Falls ihr kein Battlefield Heroes spielt würde ich euch den BONUSCODE abkaufen.
Zahle über PAYPAL.

Falls ihr Interesse habt einfach eine PN schicken 

Danke euch


----------



## Bluemaster (1. August 2009)

Hallo kann dir andere Bonuscodes anbieten für Battlefield Heroes wenn du Interesse hast das wären:

To take advantage of this one-time offer*, redeem the code below (you must be logged in):
NOTE: If you already have active *XP Boost*, redeeming this code will extend it by 7 days.

Der Code den ich habe ist bis zum 31.08.2009 einlösbar!

Das Bild von der Mail ohne den Code wäre:




			Dieser Inhalt steht nur eingeloggten Mitgliedern zur Verfügung.


----------



## waterboy1337 (1. August 2009)

Bluemaster am 01.08.2009 14:17 schrieb:
			
		

> Hallo kann dir andere Bonuscodes anbieten für Battlefield Heroes wenn du Interesse hast das wären:
> 
> To take advantage of this one-time offer*, redeem the code below (you must be logged in):
> NOTE: If you already have active *XP Boost*, redeeming this code will extend it by 7 days.
> ...



Joar ich habe den Gutschein auch ^^, möchte aber lieber die Codes vom 09/09 Kaufen, also wenn du welche hast oder deine Freunde  immer noch besser an mich zuverkaufen als gar nichts ^^


----------



## Bluemaster (1. August 2009)

ok, dann lösche ich diese mail von meinem Rechner mit dem Code!


----------



## waterboy1337 (1. August 2009)

Bluemaster am 01.08.2009 15:30 schrieb:
			
		

> ok, dann lösche ich diese mail von meinem Rechner mit dem Code!
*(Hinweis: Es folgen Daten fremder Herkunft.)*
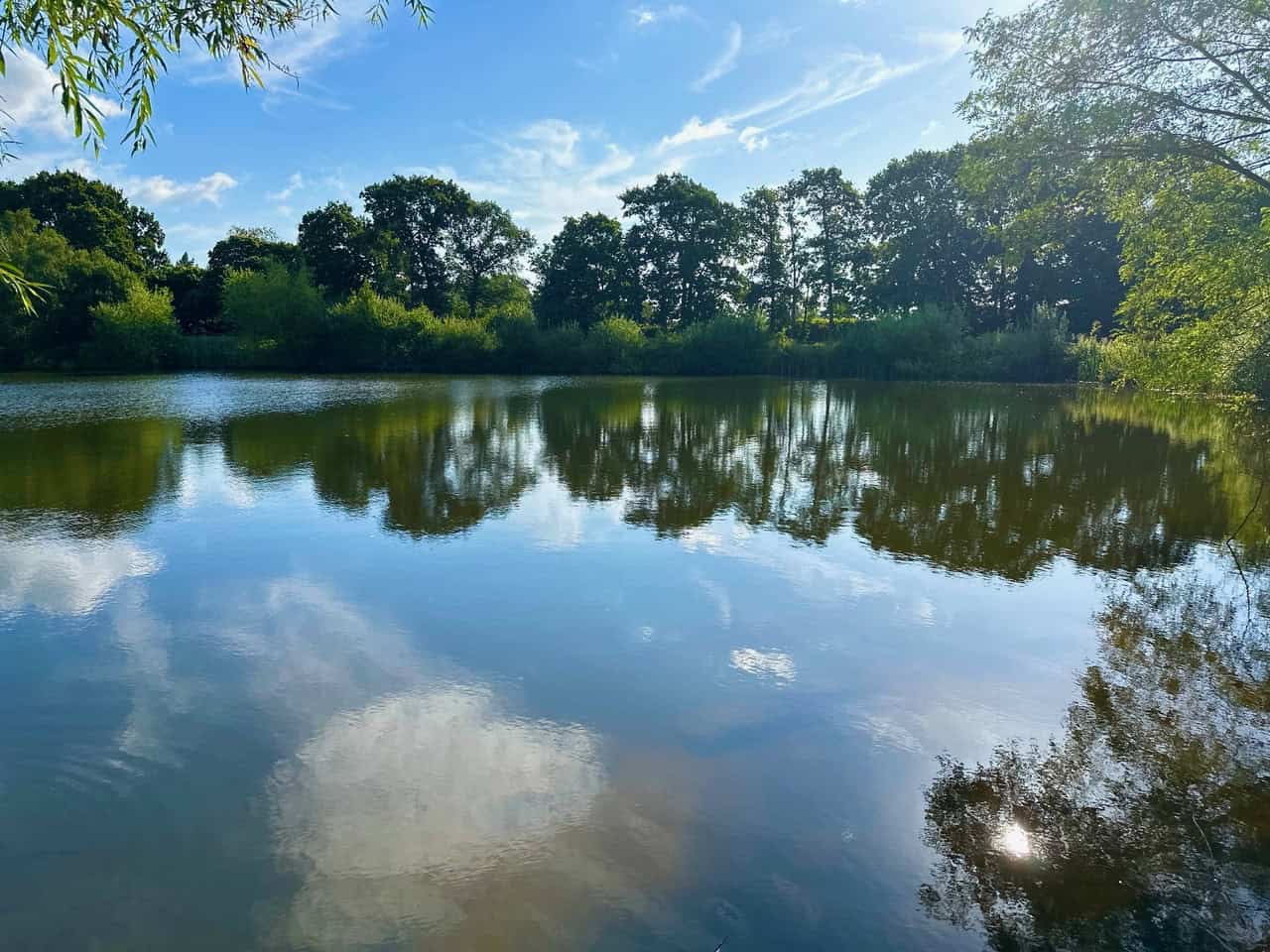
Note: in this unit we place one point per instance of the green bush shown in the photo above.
(453, 345)
(223, 352)
(729, 344)
(73, 282)
(137, 333)
(615, 345)
(370, 333)
(276, 303)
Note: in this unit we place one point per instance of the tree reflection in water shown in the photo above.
(1147, 824)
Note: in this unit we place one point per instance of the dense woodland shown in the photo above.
(1076, 235)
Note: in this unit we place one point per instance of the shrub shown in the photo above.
(135, 334)
(276, 303)
(453, 345)
(729, 344)
(615, 345)
(370, 333)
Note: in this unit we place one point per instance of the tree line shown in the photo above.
(429, 268)
(1106, 221)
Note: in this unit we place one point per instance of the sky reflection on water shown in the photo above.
(550, 664)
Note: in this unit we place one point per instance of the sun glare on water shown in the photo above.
(1015, 841)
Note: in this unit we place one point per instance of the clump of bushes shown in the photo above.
(136, 333)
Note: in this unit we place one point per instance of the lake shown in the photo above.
(310, 662)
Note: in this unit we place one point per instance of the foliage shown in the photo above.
(90, 216)
(72, 281)
(1143, 79)
(615, 345)
(686, 240)
(585, 273)
(370, 331)
(933, 241)
(483, 241)
(195, 306)
(837, 248)
(277, 303)
(1198, 263)
(335, 249)
(411, 217)
(137, 333)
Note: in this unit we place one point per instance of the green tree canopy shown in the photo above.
(931, 238)
(91, 216)
(1143, 79)
(333, 243)
(412, 217)
(688, 241)
(585, 273)
(838, 249)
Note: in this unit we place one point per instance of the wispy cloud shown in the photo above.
(697, 131)
(294, 184)
(549, 171)
(159, 189)
(32, 103)
(644, 17)
(832, 82)
(726, 61)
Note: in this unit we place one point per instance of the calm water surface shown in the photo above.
(629, 664)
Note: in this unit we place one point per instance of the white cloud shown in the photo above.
(765, 664)
(31, 102)
(303, 54)
(726, 61)
(753, 139)
(697, 131)
(390, 811)
(649, 16)
(772, 36)
(945, 44)
(294, 184)
(552, 169)
(159, 189)
(838, 80)
(67, 575)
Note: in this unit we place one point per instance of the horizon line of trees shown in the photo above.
(952, 230)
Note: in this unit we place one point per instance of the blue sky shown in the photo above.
(549, 108)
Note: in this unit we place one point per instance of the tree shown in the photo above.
(1138, 79)
(73, 281)
(91, 216)
(333, 243)
(248, 249)
(585, 275)
(931, 246)
(1144, 826)
(838, 250)
(1049, 238)
(411, 220)
(767, 252)
(102, 49)
(1197, 261)
(194, 306)
(483, 241)
(688, 243)
(276, 303)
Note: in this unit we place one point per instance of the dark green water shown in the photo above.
(625, 664)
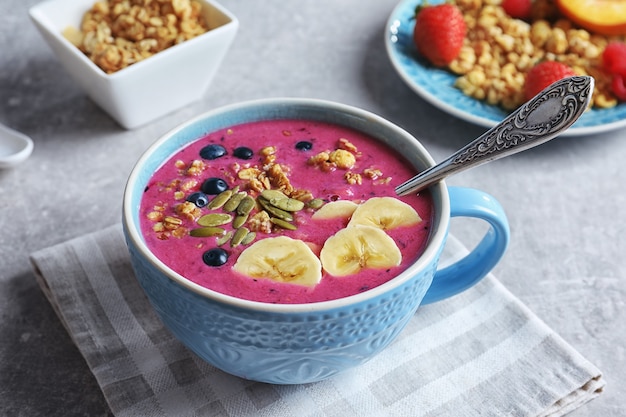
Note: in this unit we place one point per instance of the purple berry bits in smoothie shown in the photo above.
(285, 211)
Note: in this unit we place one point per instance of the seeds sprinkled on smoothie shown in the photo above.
(224, 206)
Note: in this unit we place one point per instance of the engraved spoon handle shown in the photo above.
(540, 119)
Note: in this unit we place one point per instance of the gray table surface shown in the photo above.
(565, 199)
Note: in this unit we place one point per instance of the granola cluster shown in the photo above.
(117, 33)
(499, 51)
(264, 199)
(344, 157)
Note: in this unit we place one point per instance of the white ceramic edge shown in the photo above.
(105, 89)
(469, 117)
(21, 152)
(436, 240)
(38, 16)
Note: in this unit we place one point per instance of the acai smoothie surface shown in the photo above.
(285, 211)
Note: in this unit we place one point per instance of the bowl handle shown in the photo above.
(464, 273)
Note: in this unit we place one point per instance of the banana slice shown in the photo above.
(335, 209)
(355, 248)
(281, 259)
(386, 213)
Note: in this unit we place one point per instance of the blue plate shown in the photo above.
(437, 86)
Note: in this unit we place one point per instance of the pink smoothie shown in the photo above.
(378, 168)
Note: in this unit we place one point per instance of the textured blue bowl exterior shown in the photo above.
(269, 343)
(280, 348)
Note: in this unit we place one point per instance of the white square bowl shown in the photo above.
(149, 89)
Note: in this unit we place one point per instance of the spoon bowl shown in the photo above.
(542, 118)
(15, 147)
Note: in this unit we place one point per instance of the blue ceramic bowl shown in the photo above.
(302, 343)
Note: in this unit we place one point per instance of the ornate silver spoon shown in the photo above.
(540, 119)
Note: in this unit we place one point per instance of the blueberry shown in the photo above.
(198, 198)
(214, 186)
(212, 151)
(243, 152)
(304, 145)
(215, 257)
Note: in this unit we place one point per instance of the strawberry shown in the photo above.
(614, 62)
(439, 32)
(614, 58)
(618, 85)
(542, 75)
(518, 9)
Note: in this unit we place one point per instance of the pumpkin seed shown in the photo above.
(249, 238)
(283, 224)
(270, 194)
(246, 205)
(315, 203)
(287, 204)
(239, 236)
(219, 200)
(240, 220)
(281, 214)
(234, 200)
(224, 238)
(215, 219)
(207, 231)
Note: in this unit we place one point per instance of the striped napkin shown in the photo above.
(479, 353)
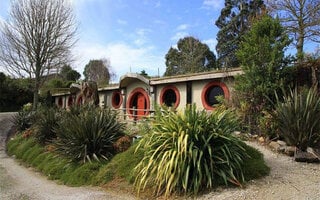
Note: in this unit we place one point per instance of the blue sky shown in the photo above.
(135, 35)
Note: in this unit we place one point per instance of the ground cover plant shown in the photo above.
(192, 151)
(217, 157)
Wenn du ihn nicht brauchst kannst du mir ihn schicken, aber ich zahle nur für die Codes von PC Games. Einen habe ich schon gekauft thx nochmal !


----------



## waterboy1337 (3. August 2009)

Hat jemand noch BONUSCODES?


----------



## der-jo (3. August 2009)

würde gegen diamanten in RoM auf Aontacht tauschen 

denn paypal hab ich nicht ^^


----------